As pessoas expelem bactérias pela pele, boca, nariz e outros orifícios em uma quantidade de cerca de 1 milhão por hora. Mas até a publicação do estudo de Meadow, ninguém tinha examinado detalhes desse mecanismo fisiológico. Então, Meadow colocou um grupo de voluntários sentados dentro de uma câmara estéril por um período de quatro horas e, em seguida, recolheu o material que haviam expelido.

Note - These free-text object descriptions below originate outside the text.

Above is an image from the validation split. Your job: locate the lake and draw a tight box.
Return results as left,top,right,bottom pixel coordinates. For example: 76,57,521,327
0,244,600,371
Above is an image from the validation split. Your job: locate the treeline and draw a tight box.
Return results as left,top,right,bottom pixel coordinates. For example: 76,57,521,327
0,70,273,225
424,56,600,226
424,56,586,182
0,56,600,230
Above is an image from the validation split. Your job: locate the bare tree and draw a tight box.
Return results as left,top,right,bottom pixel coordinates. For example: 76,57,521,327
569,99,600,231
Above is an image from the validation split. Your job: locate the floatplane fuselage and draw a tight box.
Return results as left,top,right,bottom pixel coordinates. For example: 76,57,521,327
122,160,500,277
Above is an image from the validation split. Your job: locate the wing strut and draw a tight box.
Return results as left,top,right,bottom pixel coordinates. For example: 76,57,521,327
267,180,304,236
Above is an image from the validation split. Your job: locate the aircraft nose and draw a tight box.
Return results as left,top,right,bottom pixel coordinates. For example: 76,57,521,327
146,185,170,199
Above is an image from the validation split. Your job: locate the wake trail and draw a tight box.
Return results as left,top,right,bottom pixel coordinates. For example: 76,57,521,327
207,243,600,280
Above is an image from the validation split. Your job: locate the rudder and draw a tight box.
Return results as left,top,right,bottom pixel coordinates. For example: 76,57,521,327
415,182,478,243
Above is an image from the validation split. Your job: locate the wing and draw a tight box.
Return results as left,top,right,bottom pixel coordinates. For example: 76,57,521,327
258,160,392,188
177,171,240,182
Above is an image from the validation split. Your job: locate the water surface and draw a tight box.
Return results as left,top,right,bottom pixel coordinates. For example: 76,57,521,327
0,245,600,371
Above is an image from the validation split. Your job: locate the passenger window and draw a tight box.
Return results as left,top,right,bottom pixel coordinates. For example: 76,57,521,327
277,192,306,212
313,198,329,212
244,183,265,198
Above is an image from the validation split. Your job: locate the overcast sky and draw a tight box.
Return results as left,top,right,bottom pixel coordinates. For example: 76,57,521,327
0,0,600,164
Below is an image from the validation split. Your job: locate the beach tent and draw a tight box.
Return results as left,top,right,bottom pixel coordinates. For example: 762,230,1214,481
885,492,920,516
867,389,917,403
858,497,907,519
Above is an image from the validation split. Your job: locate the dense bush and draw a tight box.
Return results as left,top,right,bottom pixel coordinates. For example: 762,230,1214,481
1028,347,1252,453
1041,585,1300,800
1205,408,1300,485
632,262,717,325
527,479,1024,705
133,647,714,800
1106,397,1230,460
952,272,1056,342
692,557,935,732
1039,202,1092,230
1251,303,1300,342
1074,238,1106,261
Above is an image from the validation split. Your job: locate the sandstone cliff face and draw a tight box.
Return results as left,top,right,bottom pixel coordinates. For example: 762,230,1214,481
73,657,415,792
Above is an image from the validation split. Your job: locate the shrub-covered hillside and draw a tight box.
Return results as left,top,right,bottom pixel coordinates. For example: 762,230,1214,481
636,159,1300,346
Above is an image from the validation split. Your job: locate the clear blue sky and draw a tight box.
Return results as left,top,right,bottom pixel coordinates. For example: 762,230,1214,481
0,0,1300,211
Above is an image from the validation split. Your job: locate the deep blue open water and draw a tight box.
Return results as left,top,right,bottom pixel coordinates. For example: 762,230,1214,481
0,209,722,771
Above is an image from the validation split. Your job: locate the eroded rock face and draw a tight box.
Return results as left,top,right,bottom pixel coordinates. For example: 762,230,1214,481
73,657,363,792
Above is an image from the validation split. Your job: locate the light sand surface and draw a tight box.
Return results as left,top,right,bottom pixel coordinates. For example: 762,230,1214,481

Meadow recolheu as bactérias do ar da câmara por meio de um buraco no chão e com discos de Petri em torno dos voluntários. Esses discos absorveram uma quantidade de resíduos suficiente para ser analisada. As duas amostras tiveram seu conteúdo de DNA examinado. Essa análise revelou os tipos de bactérias contidas nas amostras que, independente de qual tinha sido examinada, eram semelhantes às de determinado voluntário.
As amostras, no entanto, tinham variações de uma pessoa para outra, em razão da quantidade expelida e da proporção relativa do conteúdo de cada nuvem. Segundo Meadow, a nuvem de bactérias de cada um dos voluntários era estatisticamente diferente.
Essa descoberta suscita a possibilidade de que as “impressões digitais” das bactérias deixadas em cenas de crimes possam ser úteis no futuro para cientistas forenses. Um criminoso que tivesse o cuidado de não deixar traços de seu DNA no local do crime, não conseguiria evitar que as bactérias expelidas por seu corpo pudessem identificá-lo.